# What's going on with ammo. especially .380



## oldguy (Apr 1, 2010)

Does everybody have an ammo shortage or is it just Florida? I wanted to get some .380 hollow point the other day to try a couple different brands to see what worked well in my Walther and LCP. Man, it was like trying to find true love. There just isn't a lot of it out there. I went to three gun stores (All that were within a reasonable drive of my home) and struck out at each of them. The store I deal with normally was able to sell me one box of range ball and it was the next to the last in the store. I can get all the .38sp I want, but .22, .25, .32, .357, 9mm, .40, .44, .45 are limited to one box a day and you can't get .380 at all. I know people have been talking about for a couple of years, but what's going on? The MFGs should have been able to ramp up to meet demand by now. Come on, if GM or ford was faced with a consistently growing demand they would respond over 24 months and a car is a heck of a sight harder to build than a box of ammo. Am I missing something here?


----------



## RavynX (Apr 2, 2010)

According to my buddy the military is buying up a lot of ammo. I'm sure our recently elected president's stance on guns has affected the quantity of available ammunition due to the concerned public. I've checked online sites and a good bit of them are out of stock with the popular rounds you've mentioned.


----------



## helodriver (Aug 1, 2009)

The U.S. military has its own ammunition supplier. So could it then be a shortage of raw materials for the other ammunition producers - I doubt it. I'm afraid this shortage is because of us, the consumers, buying it up as soon as it shows up and hoarding it. Every gun forum has an ammo section that immediately notifies us when ammo shows up somewhere, especially available on line. And we all immediately swoop down and scarf it up. It has recently been proven than our different "linked" social networks can rally people, and get information out, more rapidly every day. Not the case even 5 years ago. Wrt .380, there has never been such a proliferation of .380 handguns available - how many new .380's have shown up in the last 2 year. And more .380 handguns equals less .380 ammo available because I think that ammo producers were caught off guard and still haven't caught up.


----------



## bruce333 (Sep 1, 2006)

http://www.officer.com/web/online/Operations-and-Tactics/Ammunition-Shortage-Report--Pt-1/3$50622


----------



## Gunners_Mate (Feb 17, 2010)

^^^ looking forward to part 2


----------



## hideit (Oct 3, 2007)

maybe the military has their own supplier but don't trust obama
think of the federal agencies, homeland security, fbi etc., and the police agencies...
just wonder if they got monies out of that big funding bill and elsewhere to stock up their supplies to the fullest
also they could make their officers practice more and qualify more often - thus needing more ammo


----------



## PythonGuy (Nov 6, 2009)

RavynX said:


> According to my buddy the military is buying up a lot of ammo. I'm sure our recently elected president's stance on guns has affected the quantity of available ammunition due to the concerned public. I've checked online sites and a good bit of them are out of stock with the popular rounds you've mentioned.
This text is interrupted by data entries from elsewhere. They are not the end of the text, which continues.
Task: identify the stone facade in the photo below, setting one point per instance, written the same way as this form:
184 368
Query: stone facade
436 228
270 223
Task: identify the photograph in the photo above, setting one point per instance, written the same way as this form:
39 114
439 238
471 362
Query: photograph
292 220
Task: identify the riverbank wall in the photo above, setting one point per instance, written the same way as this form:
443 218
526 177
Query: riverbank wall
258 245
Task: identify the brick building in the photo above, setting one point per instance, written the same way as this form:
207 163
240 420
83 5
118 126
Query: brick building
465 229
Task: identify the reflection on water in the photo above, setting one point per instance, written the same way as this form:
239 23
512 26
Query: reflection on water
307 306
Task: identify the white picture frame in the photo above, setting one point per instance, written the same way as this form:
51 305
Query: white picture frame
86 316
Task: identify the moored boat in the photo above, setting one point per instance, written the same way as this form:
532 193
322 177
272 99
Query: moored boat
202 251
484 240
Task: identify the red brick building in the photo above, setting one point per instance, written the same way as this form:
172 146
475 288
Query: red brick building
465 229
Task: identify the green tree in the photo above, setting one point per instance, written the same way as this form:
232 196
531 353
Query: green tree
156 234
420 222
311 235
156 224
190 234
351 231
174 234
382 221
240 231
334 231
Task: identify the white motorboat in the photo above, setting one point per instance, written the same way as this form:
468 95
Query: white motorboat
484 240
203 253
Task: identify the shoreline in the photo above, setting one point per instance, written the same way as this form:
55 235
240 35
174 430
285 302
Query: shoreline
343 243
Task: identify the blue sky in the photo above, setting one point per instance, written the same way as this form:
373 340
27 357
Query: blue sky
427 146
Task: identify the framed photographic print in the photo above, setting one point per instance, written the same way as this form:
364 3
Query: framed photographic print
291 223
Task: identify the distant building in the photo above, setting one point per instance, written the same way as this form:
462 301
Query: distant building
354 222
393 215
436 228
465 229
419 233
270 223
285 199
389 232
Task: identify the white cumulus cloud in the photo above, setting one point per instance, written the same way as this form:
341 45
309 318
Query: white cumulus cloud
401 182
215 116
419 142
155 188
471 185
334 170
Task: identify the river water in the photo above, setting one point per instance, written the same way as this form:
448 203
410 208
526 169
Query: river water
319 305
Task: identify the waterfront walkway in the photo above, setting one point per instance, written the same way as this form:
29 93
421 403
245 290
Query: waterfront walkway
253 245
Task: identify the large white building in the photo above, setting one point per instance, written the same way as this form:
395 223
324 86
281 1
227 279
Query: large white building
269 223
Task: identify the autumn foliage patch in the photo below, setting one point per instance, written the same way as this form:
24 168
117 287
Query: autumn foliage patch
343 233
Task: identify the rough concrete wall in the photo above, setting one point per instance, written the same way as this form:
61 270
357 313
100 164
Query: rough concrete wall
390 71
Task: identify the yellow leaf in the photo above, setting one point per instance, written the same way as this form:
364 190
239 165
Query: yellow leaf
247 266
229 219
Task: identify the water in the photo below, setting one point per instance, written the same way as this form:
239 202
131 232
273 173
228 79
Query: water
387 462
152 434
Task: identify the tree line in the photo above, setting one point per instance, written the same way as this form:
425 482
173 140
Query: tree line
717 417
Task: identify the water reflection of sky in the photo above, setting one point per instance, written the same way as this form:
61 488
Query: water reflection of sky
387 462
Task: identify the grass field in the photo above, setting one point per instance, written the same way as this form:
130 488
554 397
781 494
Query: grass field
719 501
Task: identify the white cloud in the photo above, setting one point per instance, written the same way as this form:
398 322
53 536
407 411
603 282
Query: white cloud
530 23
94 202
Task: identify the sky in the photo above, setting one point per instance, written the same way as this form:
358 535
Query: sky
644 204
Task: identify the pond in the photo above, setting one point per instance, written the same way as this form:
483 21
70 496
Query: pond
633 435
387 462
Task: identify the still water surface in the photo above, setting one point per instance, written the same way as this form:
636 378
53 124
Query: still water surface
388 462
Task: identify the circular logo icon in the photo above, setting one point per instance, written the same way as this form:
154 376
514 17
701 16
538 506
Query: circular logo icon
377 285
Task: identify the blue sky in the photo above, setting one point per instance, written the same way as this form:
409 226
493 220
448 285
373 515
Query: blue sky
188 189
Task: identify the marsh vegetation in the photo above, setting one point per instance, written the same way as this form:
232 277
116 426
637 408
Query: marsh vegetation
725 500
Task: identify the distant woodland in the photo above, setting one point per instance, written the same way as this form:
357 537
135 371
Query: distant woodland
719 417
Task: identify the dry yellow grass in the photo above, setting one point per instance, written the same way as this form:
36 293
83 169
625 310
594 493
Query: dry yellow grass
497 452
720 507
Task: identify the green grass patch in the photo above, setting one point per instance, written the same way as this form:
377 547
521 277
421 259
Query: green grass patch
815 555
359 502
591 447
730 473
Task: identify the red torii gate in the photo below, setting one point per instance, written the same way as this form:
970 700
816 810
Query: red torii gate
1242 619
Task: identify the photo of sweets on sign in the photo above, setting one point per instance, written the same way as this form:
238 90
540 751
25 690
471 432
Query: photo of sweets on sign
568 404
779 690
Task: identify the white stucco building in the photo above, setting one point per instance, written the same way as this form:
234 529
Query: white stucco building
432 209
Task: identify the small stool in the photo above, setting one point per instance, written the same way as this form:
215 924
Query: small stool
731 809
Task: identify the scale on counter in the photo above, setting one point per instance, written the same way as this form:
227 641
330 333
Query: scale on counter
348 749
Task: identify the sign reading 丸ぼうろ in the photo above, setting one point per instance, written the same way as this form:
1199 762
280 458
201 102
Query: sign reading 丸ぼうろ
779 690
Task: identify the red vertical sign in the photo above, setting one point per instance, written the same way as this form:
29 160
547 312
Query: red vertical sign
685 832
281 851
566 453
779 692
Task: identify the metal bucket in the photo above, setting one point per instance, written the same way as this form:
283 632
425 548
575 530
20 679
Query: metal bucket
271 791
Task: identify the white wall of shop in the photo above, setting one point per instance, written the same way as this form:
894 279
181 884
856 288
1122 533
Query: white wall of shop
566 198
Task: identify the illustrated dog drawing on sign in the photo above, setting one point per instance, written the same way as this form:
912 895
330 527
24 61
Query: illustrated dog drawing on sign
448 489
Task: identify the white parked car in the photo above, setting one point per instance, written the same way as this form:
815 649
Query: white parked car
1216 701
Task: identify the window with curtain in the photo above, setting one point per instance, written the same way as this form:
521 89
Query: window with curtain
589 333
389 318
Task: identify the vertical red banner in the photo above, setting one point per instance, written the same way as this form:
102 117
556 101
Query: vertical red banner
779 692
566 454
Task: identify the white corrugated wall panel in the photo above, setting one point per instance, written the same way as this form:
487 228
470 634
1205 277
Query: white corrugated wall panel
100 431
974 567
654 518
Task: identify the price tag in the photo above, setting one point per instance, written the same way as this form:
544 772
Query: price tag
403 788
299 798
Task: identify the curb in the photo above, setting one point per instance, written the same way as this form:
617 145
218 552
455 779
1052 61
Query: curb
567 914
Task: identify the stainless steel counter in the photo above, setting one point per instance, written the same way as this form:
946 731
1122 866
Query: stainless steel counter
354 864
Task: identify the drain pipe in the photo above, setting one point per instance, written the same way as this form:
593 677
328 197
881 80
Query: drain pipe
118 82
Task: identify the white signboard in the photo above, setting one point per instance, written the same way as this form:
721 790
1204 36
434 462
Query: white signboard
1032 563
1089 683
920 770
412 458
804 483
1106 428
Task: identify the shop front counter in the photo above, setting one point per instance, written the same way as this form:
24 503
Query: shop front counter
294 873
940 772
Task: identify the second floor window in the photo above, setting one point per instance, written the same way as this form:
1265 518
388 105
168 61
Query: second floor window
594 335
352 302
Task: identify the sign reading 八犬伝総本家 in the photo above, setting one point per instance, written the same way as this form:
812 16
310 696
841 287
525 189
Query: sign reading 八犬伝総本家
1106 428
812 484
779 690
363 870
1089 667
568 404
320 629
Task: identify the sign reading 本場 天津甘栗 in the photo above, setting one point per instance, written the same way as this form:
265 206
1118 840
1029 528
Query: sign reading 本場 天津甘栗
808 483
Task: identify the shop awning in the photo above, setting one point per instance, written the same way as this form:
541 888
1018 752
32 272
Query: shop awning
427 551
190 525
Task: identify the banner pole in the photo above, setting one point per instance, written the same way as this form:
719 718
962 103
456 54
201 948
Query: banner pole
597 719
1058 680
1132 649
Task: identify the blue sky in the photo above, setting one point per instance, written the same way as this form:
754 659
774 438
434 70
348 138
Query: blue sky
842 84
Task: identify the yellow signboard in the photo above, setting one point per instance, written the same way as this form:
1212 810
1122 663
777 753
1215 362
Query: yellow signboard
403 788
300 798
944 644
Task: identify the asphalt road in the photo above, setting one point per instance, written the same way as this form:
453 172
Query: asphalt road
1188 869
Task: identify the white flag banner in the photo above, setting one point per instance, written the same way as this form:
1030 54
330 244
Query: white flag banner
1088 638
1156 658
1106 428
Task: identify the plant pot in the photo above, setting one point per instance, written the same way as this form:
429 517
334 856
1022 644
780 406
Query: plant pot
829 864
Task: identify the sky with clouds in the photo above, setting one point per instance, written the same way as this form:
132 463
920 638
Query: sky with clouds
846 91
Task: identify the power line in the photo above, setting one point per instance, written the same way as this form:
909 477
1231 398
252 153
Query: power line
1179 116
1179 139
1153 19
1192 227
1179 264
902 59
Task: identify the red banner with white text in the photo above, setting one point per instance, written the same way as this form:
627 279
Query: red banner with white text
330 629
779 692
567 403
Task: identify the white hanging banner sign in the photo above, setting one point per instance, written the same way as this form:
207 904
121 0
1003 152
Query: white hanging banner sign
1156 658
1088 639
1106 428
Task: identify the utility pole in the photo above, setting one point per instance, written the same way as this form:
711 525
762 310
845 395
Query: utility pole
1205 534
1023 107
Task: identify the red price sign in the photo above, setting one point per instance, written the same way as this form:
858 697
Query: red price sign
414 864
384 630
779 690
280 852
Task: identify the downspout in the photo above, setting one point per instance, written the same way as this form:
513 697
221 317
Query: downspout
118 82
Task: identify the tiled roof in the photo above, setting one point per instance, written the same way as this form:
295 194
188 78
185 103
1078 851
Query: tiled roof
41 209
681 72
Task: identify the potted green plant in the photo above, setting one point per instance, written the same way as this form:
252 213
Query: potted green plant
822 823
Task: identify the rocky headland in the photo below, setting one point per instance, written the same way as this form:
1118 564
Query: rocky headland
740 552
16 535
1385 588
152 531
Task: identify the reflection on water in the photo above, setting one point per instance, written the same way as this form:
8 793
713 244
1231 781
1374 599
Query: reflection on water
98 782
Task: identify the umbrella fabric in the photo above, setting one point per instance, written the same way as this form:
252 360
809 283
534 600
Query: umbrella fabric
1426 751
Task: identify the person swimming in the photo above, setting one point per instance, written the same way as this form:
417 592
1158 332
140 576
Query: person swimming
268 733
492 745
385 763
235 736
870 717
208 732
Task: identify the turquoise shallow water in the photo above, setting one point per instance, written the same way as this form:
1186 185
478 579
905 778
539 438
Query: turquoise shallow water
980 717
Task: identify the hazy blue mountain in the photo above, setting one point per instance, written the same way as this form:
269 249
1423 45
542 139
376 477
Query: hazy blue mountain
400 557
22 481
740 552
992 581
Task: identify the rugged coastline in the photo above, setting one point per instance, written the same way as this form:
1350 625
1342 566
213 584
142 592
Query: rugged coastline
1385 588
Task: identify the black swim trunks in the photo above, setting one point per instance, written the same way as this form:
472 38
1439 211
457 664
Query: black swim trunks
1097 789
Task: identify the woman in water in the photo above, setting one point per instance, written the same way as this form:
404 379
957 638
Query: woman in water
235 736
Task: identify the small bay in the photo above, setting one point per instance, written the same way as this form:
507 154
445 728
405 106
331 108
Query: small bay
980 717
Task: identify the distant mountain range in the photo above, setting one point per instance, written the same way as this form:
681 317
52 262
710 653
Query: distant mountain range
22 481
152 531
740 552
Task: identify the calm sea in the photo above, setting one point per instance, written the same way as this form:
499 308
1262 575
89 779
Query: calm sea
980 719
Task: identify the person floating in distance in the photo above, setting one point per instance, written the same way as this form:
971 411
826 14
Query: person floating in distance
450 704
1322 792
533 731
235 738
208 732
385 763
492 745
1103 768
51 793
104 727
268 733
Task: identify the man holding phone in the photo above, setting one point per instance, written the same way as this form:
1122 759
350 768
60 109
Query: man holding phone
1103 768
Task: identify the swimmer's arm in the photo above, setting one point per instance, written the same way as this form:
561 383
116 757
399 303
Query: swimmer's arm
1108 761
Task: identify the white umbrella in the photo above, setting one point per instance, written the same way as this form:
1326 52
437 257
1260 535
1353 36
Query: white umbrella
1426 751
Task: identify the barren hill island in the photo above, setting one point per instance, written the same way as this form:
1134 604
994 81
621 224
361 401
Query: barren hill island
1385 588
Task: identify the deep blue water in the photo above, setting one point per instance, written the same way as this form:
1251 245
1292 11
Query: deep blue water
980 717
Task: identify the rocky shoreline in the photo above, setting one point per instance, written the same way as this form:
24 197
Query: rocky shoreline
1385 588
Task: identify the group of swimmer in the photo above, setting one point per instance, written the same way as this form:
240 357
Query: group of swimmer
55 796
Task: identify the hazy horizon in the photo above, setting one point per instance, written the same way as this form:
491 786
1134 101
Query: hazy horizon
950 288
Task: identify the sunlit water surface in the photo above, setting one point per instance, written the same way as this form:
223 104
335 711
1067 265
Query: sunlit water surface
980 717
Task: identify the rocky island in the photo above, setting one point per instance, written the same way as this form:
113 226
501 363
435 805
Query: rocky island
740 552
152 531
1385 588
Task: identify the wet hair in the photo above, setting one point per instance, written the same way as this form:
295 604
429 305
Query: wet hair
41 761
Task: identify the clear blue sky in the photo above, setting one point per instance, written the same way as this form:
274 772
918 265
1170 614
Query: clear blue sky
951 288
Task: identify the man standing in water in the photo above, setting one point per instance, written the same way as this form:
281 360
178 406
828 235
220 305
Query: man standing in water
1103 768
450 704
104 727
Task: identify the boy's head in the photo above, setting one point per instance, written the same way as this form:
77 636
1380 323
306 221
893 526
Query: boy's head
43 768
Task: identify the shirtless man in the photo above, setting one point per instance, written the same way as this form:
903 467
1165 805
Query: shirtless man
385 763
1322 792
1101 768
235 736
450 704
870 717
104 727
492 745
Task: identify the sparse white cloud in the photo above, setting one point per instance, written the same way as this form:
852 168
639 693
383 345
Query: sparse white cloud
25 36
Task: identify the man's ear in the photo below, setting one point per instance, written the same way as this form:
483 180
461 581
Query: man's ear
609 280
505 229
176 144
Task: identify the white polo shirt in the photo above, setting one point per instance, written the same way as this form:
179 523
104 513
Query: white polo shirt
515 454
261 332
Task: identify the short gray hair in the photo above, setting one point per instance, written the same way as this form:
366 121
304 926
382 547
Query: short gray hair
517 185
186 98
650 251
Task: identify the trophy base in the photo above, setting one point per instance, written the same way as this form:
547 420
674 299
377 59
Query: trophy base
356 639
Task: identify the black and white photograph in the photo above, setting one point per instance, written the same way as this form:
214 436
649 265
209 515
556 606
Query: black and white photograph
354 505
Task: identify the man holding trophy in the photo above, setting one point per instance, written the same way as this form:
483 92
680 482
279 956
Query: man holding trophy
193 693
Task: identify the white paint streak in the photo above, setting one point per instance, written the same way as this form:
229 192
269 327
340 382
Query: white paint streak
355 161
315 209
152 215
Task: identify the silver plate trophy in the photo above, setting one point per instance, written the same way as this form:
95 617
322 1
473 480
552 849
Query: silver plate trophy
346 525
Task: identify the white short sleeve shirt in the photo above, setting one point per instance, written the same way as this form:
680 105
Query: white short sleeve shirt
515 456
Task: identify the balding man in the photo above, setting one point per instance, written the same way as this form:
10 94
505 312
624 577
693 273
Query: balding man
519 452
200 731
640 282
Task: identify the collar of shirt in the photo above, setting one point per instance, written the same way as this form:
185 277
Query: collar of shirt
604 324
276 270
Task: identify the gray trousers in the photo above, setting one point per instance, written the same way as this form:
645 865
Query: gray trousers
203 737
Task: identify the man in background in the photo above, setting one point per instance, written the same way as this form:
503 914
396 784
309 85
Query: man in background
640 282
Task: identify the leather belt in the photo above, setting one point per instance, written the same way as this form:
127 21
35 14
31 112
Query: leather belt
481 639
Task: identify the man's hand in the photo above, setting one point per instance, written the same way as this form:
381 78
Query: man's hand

Stick with facts, there has been NO stopping of ammo production due to any political law, bill, or pressure.


----------



## bruce333 (Sep 1, 2006)

PythonGuy said:


> RavynX said:
> 
> 
> > According to my buddy the military is buying up a lot of ammo. I'm sure our recently elected president's stance on guns has affected the quantity of available ammunition due to the concerned public. I've checked online sites and a good bit of them are out of stock with the popular rounds you've mentioned.
> ...


I don't think that was his point. He didn't imply that production was stopped. People panicked when Obama was elected in fear that ammunition would be more heavily taxed or otherwise regulated.


----------



## bruce333 (Sep 1, 2006)

moved reports of ammo sightings here: http://www.handgunforum.net/showthread.php?t=18776

Let's try to keep this thread about_ why_ stores are out, not where it is in stock.


----------



## jeffreybehr (Feb 10, 2009)

helodriver said:


> The U.S. military has its own ammunition supplier.


The military may well have a plant--Lake City?--from which they get ALL the production, but they buy a lot from commercial manufacturers.

Here http://www.sierrabullets.com/why_cant_I_find_Sierra_Bullets.html is Sierra's statement about bullet shortages.

And oldguy, ammoengine indicates .380ACP is in stock in several places. http://www.ammoengine.com/find/ammo/.380_ACP


----------



## hideit (Oct 3, 2007)

thanks bruce333
we the customers caused the first shortage
I believe the continuing shortage is due to others TBD that are also stockpiling


----------



## MorganOverlook (May 4, 2010)

Someone told me that since .380 is basically 9 mm (short) or 9 mm Kurz, the resources are going to make 9 mm Parabellum. I don't know if that's true or not, but since so many law enforcement and other government agencies use 9 mm Parabellum, it made since at the time.


----------